We don't kill for nothing. Even if someone crosses our path, we will try to come to an agreement. Do you know the difference between the foreign mafia and the Japanese one? Abroad they kill for money, we kill only when it comes to insulting honor,” said Don Tanaka, Oyabun of the Matsuba-kai clan.

Each criminal group in the world has its own special marks. But none of them can be as easily identified as the yakuza. Representatives of the clans have their entire bodies covered in tattoos. At the same time, each fragment is filled by hand, and not with tattoo machines. This technique is called Tebori. This is hundreds of hours of work by a master and incredible patience on the part of a gang member. Anyone who is unable to endure the pain of the process is not worthy of being a yakuza.

Each tattoo is a separate symbol:

1. Beginners, ordinary Kobunam, get a dragon fighting a tiger - this is a symbol of success.

2. Higher mafia ranks receive tattoos based on their occupation. For example, the image of a black carp means complete devotion to the clan.

3. The mythical strongman Kintaro is stuffed by killers who are fluent in martial arts.

4. Demon They are worn by those who collect debts.

5. Deity Fudo is a symbol of smuggling and drugs.

6. But on the chest there is usually a circle in which there is an image of a particular clan.

Despite the strict attitude of the authorities towards gangs, the ranks of the Yakuza are constantly growing. As a rule, young people join clans, bypassing such a link as the university, they try to earn easy money as quickly as possible

It is very easy to take the wrong path, but not to get off.

The ritual of acceptance into one’s ranks is a shared cup of sake with oyabun. After this, there is practically no turning back. Only a few manage to escape the criminal world of the Yakuza, but in doing so they lose the phalanx of their little finger.

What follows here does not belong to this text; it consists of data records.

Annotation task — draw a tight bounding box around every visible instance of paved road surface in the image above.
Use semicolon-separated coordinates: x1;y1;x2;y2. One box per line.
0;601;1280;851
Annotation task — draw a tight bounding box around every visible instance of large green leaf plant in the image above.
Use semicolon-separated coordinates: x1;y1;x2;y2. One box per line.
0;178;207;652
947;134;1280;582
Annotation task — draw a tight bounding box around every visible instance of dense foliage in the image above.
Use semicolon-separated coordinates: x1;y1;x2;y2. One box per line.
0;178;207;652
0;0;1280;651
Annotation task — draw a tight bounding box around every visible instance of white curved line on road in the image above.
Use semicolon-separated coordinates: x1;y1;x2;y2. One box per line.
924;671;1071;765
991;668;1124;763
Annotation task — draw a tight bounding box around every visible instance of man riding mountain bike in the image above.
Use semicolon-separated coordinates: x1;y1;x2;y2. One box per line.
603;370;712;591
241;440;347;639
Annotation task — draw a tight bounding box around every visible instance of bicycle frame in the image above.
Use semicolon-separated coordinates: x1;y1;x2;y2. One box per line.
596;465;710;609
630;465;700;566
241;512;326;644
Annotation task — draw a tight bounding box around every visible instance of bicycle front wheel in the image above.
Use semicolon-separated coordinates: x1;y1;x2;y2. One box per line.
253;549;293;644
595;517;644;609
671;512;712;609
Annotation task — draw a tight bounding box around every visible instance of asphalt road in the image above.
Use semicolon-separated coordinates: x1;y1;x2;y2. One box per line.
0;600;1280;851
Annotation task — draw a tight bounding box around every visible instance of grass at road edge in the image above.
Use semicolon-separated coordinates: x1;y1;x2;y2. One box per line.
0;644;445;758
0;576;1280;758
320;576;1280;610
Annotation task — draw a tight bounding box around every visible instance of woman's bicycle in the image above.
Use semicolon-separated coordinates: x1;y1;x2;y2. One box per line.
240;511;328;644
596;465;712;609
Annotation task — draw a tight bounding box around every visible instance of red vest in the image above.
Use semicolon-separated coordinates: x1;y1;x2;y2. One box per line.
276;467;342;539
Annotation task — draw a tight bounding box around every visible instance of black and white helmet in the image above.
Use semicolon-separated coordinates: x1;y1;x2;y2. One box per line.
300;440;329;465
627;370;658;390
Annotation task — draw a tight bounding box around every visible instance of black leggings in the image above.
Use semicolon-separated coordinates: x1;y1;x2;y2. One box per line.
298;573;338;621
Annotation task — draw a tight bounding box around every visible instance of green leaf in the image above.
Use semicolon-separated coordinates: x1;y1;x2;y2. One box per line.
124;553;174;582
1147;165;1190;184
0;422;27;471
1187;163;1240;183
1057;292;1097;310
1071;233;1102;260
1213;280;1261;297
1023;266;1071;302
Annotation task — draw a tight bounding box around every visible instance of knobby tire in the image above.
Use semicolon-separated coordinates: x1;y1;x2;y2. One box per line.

Some of the yakuza try to wash their hands stained with the blood of others with noble deeds. Thus, individual clans of criminal groups after the 2011 tsunami allocated money for the restoration of the country, helped people and provided them with everything they needed. We supplied more than 40 tons of humanitarian aid and organized relief centers for victims. But such stories about gangs that once followed the path of a warrior and helped the people are rather rare. Now these are criminals who constantly terrorize Japan.

The Yakuza have engaged in violence before. But if one of them hurts or touches a civilian, then they themselves came to the police... and repented. Today this is no longer the case. Few people adhere to the code of honor, emphasized former policeman Norio Tamura.

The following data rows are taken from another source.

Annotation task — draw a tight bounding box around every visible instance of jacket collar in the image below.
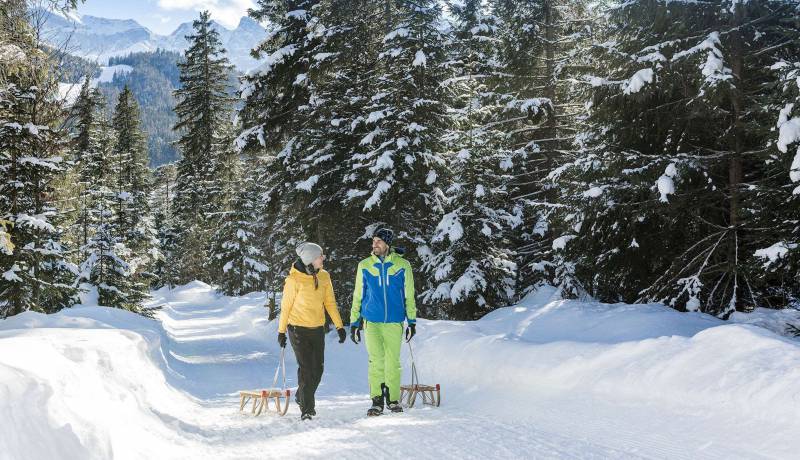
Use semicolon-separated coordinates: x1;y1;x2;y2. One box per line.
289;260;319;276
370;249;400;264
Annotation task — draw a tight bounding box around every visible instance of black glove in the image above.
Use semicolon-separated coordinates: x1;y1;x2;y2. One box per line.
406;324;417;342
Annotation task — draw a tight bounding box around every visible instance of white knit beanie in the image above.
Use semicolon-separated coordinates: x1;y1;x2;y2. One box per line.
296;241;322;265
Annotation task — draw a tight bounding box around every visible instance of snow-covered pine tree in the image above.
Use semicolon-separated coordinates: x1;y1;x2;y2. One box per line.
212;162;269;295
260;0;384;296
104;86;158;310
77;112;134;311
489;0;591;295
173;11;235;283
150;163;180;289
0;1;77;317
236;0;319;282
423;0;520;319
68;77;104;263
345;1;450;294
754;6;800;308
553;0;800;317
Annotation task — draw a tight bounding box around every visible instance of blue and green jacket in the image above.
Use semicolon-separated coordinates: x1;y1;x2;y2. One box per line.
350;252;417;326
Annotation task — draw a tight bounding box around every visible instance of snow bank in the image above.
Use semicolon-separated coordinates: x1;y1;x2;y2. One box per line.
0;282;800;459
417;286;800;429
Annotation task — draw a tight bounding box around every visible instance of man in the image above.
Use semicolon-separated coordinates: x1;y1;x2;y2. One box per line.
278;242;347;420
350;228;417;416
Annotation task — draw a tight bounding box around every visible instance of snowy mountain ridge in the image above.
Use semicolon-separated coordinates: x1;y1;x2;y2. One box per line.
0;282;800;459
37;10;266;71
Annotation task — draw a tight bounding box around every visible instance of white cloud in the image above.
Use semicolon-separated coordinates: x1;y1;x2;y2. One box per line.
158;0;255;28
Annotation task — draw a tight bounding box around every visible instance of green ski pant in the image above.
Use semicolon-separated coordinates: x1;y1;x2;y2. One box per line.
364;322;403;401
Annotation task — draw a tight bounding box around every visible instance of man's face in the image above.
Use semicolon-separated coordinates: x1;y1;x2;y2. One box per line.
372;236;389;256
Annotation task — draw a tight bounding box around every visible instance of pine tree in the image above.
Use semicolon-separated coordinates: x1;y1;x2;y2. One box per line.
212;164;269;295
150;164;180;289
554;0;798;317
0;1;77;317
234;0;324;292
105;87;157;311
423;0;520;319
174;11;234;283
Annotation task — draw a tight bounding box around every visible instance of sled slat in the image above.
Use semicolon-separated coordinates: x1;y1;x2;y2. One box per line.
239;388;291;416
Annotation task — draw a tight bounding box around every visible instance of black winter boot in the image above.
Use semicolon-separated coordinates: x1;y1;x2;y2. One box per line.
383;385;403;412
367;395;383;417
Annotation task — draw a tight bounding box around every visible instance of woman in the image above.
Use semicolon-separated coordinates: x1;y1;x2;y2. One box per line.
278;243;347;420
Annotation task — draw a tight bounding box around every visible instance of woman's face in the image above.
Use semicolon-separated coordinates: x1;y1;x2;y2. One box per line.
311;254;325;270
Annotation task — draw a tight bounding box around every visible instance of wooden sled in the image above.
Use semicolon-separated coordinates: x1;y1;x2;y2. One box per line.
400;340;442;407
239;348;292;416
400;383;442;407
239;389;292;416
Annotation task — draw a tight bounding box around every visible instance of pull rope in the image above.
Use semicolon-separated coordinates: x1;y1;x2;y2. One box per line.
406;341;419;388
272;348;286;390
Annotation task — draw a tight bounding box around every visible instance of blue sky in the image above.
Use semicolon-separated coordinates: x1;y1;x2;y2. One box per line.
78;0;255;35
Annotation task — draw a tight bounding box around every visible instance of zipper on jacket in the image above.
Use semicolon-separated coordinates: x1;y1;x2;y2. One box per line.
381;259;389;323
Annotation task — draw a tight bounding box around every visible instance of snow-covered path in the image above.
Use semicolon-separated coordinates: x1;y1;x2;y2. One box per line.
0;283;800;459
154;285;638;459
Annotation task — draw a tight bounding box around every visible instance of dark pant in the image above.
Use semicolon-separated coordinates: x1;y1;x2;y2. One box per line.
289;325;325;413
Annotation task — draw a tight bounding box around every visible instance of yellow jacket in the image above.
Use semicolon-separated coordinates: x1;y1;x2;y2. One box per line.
278;267;344;332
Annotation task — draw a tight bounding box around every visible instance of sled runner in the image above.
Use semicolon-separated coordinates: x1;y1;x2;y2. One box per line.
400;342;442;407
239;348;292;416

The current life of the Yakuza, in comparison with the permissiveness of the 80s and 90s, can rather be called survival. Every year, anti-mafia laws increasingly cut off the air for gang members. But despite this, they still find a fresh breath of air in new schemes to siphon off dirty money: they organize events, engage in clandestine gambling, steal cars and sell drugs. The largest clans are capable of earning up to 6 billion dollars a year.

It is impossible to eradicate the Yakuza completely. There is simply no law in Japan that prohibits membership in clans and gangs. The mafia is a subculture, a part of the life of the country, without which even the Japanese themselves cannot imagine themselves. “If you have your own business and you have problems here, you just call the Yakuza. And that’s it. There are no problems,” said one of the Japanese.

Japanese culture itself is thoroughly saturated with the yakuza. Especially when it comes to cinema. People like her. The films are not particularly distinguished by their quality, but regarding objectivity, it, like truthfulness, is guaranteed by the Yakuza representatives themselves.

Yakudfor is culture, tradition and strength. Phenomenon of the criminal world. Once upon a time, members of the Yakuza were warriors who followed the laws and respected the rules. Today, most of them have turned into ordinary bandits who terrorize Japan. However, among the 22 clans there are still those who respect traditions and are ready to take up the sword again.